Untuk satu tahun pertama, wilayah program terdapat di 10 desa piloting dan selanjutnya ada 77 desa, sehingga total 87 desa yang tersebar di 9 provinsi yaitu Nusa Tenggara Barat (NTB), Nusa Tenggara Barat (NTB), Maluku Utara, Sulawesi Selatan, Sulawesi Barat, Bali, Jawa Timur, Banten dan Sumatera Barat.

Karakter wilayahnya, yaitu kepulauan dan pegunungan terpencil, daerah 3T (Terdepan, Terpencil, dan Tertinggal), pedesaan semi urban, wilayah bencana dan adat. Dalam mengembangkan wilayah program ini, KAPAL Perempuan bekerja sama dengan 8 organisasi lokal, di antaranya PEKA-PM, YKPM, LPSDM, KPS2K, PBT, Bali Sruti, LBH Morotai dan BAKUMDIK.
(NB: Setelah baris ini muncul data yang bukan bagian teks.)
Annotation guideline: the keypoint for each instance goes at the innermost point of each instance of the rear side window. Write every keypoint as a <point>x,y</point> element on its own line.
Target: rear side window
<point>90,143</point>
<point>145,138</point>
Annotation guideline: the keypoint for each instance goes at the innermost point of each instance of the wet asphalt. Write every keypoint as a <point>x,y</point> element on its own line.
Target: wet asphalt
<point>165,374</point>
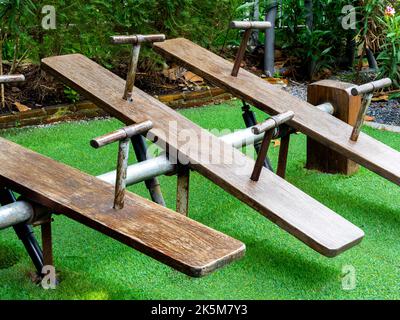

Pada 13 April sampai 14 April 2022 lalu juga KAPAL Perempuan telah melaksanakan training pendataan data desa berbasis GEDSI sekaligus melakukan persiapan teknis Participatory Rural Appraisal (PRA) atau pemetaan partisipatif pendataan data desa bersama 8 organisasi lokal yang menjadi mitra.

Saat ini, LPSDM di Desa Lenek Kalibambang-Kabupaten Lombok Timur, KPS2K di Desa Kesamben Kulon-kabupaten Gresik dan YKPM di Desa Mattiro Kanja-Kabupaten Pangkep melibatkan masyarakat dan pemerintah lokal telah memulai pemetaan partisipatif pendataan di wilayahnya masing-masing.

Tujuan dari pendataan ini adalah mengumpulkan data isu-isu gender, disabilitas dan inklusi sosial. Data tersebut menjadi alat untuk melihat masalah kemiskinan yang secara khusus dialami oleh perempuan karena relasi kuasa berbasis gender, disabilitas dan kelompok yang terekslusi terutama pada masa pandemi COVID-19 ini.